4話

 7月の日々は、次第に暑さを増していった。充は出勤の登録を積極的に行い、会場設営やイベントスタッフの仕事に励んでいた。一方、亜美佳は飽きもせずホストクラブに通っていた。そうして、一週間が経つ。

 

 充は部屋にある時計を見て、そわそわしていた。


(約束の時間だ。遼はもうじき着く頃かな)


 今日の再会を心待ちにしていたにも関わらず、緊張が募る気持ちもあった。


 電話で遼がどこにいるか確認しようかと思っていると、玄関のチャイムが鳴った。来た!と思い、充は立ち上がった。


「いらっしゃい」と言いながら玄関のドアを開けた。

 遼と、ショートヘアの女性が立っていた。女性はおそらく原田だろう。遼は立ち上がるようなスポーツヘアにしていて、昔よりも大人びた印象を受けたが、一目で遼と分かる姿だった。


「久しぶりだな!なんだか、たくましくなったか?都会の波に飲み込まてるみたいだな」


「久しぶりだね」と充が言った。


 既に、充の心にあった緊張感はすでに消え去っていた。


「いや、本当。もう5年ぶりだよな。良かった、全然かわってないじゃん。これなら新宿歩いてても気付けそうだな」


「ははは、人が多すぎて顔なんて見てられないって」と充が返した。


「岡崎くん、久しぶり」次は原田が声をかけた。


「原田さんも、久しぶり」と充が会釈を返した。


 細長い顔の原田を見て、充は彼女が中学時代の原田であることを確信した。中学生の頃はほとんど話すことはなかったが、同じクラスになったことはないはずだ。


 原田のショートヘアは、実は首の少し上でお団子にまとめられていた。その淡い化粧が彼女の顔立ちに良く似合っていた。

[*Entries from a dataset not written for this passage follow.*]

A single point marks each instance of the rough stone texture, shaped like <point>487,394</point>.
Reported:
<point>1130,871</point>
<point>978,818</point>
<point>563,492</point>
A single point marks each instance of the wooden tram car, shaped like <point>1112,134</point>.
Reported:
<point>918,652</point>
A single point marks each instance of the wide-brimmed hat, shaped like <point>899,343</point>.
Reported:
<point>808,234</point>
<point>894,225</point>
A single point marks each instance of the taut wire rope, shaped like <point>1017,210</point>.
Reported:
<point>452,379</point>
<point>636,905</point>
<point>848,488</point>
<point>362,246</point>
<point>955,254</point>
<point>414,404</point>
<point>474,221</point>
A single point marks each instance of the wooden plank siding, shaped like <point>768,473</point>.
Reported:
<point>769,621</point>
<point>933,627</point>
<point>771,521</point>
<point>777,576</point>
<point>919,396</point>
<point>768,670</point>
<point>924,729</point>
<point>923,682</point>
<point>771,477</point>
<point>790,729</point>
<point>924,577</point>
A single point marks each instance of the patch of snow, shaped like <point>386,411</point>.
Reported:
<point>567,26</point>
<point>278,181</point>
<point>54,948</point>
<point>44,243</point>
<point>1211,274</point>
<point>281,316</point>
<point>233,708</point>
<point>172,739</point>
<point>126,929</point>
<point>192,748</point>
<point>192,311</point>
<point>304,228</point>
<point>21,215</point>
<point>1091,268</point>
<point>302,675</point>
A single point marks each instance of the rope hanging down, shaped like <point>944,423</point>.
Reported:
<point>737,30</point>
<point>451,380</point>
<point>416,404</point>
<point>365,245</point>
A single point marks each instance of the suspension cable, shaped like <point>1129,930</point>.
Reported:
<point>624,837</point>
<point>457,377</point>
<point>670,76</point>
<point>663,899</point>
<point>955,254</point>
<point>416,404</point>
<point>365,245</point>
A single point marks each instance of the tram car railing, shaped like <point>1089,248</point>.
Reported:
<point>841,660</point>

「遼と付き合ってるって聞いたときは驚いたよ」と充が言った。


「まあな、高校の終わり頃からだから、なんだかんだで長い付き合いなんだぜ」と遼が説明した。


 その後、遼が「入ってもいいか?」と尋ねた。


「あ、どうぞどうぞ」


 充は慌てて二人を家の中へと案内し、リビングにあるクッションに彼らを座らせた。実家暮らしの遼と原田にとっては一人暮らしの環境が新鮮に見えたのか、興味深そうに辺りを見回していた。

 

「プリン買ってきたんだ。コンビニのだけど、一緒に食べよう」


 遼がビニール袋からクリームプリンを取り出しながら言った。


「ありがとう。僕もこれ好きだよ」


「お、うまいよなこれ。俺もCM見て食ってみたらおいしくてさ」と遼がスプーンも一緒に渡しながら言った。


「もう、だからディズニーシーでちゃんとしたもの買おうって言ったのに」と原田があきれたような様子で言った。実は昨日、ディズニーシーに行ってお土産を買うつもりだったことを充は教えてもらった。


「いいの、いいの!男は、そんな小さいこと気にしないって」と遼が言った。


 充と原田が目を合わせて笑った。遼の自分のペースを崩さない性格は変わっていなかった。そして、それが充と親しくなる理由の一つだったのかもしれない。充は、原田さんも遼のそんなところに惹かれたのではないかと思った。